The death of third-party cookies
Next year, Google Chrome, Firefox and Safari will all abandon the use of third-party cookies. Propolis Hive Experts Tony Lamb and Robert Norum joined Julia Porter, data protection expert, for a B2B Marketing webinar about what this all means for marketer’s data in the future.
Why are third party cookies disappearing in the first place?
In 2019, the Information Commissioner's Office (ICO) confirmed that GDPR consent was now required for the placing of cookies and other technologies. This meant that, overnight, lots of websites became non-compliant. In that same year, the ICO launched an investigation into adtech and real-time bidding, but, with Covid-19 at the forefront, interest in cookies faded out.
With the pandemic gradually beginning to end, interest in cookies has swivelled back around in 2021, specifically around the inevitable death of them. One occurrence that led to the death of cookies was back in August 2020, when there was a privacy collective clash action against Salesforce and Oracle. By September, Oracle Data clouds stopped offering third-party data targeting services across Europe. And then finally, the news with Google was the nail in the coffin.
Google is centred around 65% of all browsers globally, so when the company announced they’re no longer supporting third-party cookies by 2022, it was a real game-changer
Julia says: “With the ICO, they’re not definitely going to take anything away from you, but they might make your life a bit difficult. That’s the biggest difference between the ICO’s involvement and the news about Google. Even though this has been coming for years, it’s like the rubber hits the road. It’s like: ‘Oh, gosh, I'm actually going to have to do something different now’.”
What happens if you don’t do anything?
So, the question is: what happens if marketers ignore this, and how will it affect their analytics?
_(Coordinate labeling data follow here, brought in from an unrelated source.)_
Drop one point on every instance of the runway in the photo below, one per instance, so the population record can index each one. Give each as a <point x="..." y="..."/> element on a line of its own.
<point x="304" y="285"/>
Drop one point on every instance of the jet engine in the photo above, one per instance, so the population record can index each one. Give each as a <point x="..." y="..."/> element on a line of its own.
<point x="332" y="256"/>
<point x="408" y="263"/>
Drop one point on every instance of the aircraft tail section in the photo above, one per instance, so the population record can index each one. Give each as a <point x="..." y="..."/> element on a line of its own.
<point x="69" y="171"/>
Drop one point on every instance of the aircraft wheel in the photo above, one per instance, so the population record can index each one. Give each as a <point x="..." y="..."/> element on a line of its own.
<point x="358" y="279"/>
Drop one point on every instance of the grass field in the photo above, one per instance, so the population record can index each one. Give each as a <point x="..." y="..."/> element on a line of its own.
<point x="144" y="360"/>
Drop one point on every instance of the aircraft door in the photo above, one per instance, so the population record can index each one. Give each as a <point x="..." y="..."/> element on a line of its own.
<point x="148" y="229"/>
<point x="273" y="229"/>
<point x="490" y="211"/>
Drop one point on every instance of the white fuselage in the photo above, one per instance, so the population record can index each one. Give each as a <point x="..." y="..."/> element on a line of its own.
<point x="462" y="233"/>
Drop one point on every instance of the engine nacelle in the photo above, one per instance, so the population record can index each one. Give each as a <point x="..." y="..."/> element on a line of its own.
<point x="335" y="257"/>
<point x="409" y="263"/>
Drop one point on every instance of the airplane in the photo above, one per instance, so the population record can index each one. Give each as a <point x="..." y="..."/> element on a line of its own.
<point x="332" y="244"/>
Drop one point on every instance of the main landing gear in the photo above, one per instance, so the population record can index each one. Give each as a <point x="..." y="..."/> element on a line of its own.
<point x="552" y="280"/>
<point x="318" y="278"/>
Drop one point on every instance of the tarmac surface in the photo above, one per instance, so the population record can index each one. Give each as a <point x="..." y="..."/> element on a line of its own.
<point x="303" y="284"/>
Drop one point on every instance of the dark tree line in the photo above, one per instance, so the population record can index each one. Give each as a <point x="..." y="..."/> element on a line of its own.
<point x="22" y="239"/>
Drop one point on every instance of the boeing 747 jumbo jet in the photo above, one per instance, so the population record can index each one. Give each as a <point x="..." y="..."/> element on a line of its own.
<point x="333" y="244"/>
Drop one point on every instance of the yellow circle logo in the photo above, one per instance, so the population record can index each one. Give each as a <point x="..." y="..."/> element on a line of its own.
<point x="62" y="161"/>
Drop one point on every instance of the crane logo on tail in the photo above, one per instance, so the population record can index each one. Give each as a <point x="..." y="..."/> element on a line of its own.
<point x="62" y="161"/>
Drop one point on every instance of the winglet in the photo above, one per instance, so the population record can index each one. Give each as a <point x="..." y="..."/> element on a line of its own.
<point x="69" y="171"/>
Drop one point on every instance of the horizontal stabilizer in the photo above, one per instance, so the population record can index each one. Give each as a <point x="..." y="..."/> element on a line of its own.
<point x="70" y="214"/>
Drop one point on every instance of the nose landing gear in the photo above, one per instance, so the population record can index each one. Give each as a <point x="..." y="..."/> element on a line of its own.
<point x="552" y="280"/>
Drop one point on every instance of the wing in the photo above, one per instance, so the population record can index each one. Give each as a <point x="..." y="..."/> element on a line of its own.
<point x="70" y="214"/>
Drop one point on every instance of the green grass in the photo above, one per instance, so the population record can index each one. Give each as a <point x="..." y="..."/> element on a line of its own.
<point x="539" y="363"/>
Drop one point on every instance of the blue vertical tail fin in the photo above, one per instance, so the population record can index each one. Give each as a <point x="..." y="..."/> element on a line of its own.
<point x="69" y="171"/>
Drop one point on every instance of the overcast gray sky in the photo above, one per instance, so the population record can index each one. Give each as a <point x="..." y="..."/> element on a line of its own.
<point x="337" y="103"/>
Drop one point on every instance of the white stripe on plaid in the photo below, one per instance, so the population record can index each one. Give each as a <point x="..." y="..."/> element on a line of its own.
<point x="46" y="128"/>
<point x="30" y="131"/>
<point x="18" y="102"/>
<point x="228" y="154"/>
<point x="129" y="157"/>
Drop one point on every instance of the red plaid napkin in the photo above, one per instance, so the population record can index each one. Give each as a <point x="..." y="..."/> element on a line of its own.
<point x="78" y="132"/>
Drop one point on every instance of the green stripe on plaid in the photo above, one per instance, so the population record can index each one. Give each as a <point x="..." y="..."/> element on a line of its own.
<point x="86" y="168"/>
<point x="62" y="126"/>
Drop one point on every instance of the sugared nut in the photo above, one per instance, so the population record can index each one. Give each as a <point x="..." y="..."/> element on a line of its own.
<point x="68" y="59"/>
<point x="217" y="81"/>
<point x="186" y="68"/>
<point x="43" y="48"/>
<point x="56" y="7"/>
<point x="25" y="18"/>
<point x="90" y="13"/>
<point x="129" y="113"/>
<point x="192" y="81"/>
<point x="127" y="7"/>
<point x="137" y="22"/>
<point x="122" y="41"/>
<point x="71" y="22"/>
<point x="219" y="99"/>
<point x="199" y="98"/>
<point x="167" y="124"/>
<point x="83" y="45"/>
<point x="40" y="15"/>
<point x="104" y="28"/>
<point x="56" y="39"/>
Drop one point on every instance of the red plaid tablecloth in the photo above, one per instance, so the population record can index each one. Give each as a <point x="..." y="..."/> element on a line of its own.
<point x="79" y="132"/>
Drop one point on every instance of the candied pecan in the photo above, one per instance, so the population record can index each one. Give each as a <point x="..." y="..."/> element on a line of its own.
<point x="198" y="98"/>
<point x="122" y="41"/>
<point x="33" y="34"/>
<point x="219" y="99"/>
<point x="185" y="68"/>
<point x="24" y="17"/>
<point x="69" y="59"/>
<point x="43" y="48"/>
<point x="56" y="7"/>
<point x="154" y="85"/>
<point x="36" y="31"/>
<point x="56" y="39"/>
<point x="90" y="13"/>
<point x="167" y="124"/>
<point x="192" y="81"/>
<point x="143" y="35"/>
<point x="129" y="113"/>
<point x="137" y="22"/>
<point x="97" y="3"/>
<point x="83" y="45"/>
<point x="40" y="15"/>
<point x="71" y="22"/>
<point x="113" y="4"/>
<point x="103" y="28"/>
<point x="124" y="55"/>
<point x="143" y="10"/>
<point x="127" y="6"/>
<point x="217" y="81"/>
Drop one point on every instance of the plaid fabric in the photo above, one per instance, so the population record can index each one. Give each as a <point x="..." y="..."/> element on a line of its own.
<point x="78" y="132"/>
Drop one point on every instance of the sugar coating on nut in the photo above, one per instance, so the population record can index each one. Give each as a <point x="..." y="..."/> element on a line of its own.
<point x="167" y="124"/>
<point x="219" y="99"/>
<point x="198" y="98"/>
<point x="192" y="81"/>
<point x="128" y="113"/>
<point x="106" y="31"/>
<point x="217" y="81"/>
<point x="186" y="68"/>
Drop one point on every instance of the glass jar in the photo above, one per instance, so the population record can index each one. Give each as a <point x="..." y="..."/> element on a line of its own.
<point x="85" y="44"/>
Julia explains that marketers are going to lose a lot of data if they choose to ignore the news.
She says: “Well, I think my understanding is that you'll still be able to use Google Analytics on your own sites, but what they're effectively doing is collecting all the data now and going to create these cohorts, which are your audience profiles. Then you can target your advertising against these cohorts so that you, the marketer, no longer get to see who those individuals are. You target cohorts now with new points of view, depending on how you are driving your marketing.”